Architecture
Bets the model can't make for you.
AI is a regression to the median. It writes the code most repositories contain, which is also the code most repositories regret. Senior engineers make architectural choices the model can't: where to draw a boundary, what to abstract, what to leave duplicated.
The intern's loop
A junior accepts whatever shape the model returns. After three sprints the codebase has four ways to make an HTTP call, two retry strategies, three logging conventions, and a 1,200-line service file because the model kept appending to it. Each individual generation looked fine. The cumulative drift is the bill.
Decided before generated
Architecture is decided before generation, not discovered after. Boundaries (modules, services, layers) are picked deliberately, patterns named (one HTTP client, one error type, one config loader), generations that violate them refused. Abstractions land when there's a real second caller, never speculatively. The model gets a tighter playing field, and produces tighter code.
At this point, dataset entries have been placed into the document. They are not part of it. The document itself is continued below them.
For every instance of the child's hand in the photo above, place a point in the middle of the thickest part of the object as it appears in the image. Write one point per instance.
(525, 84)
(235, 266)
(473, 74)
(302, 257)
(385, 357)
Reads like one engineer wrote it
A repo that reads like one engineer wrote it. Conventions documented, enforced by lint, refactored when they break. New features land cleanly because the seams are designed, not emergent. The model produces code that fits, because it had no other option.
- 01Are boundaries (modules, services, layers) decided before generation or discovered after?
- 02Does your repo have one HTTP client and one error type, or several of each?
- 03Are conventions documented somewhere a new engineer (or model) can find them, or do they live in tribal memory?
- 04When the model returns a 1,200-line service file, does anything stop it from landing as written?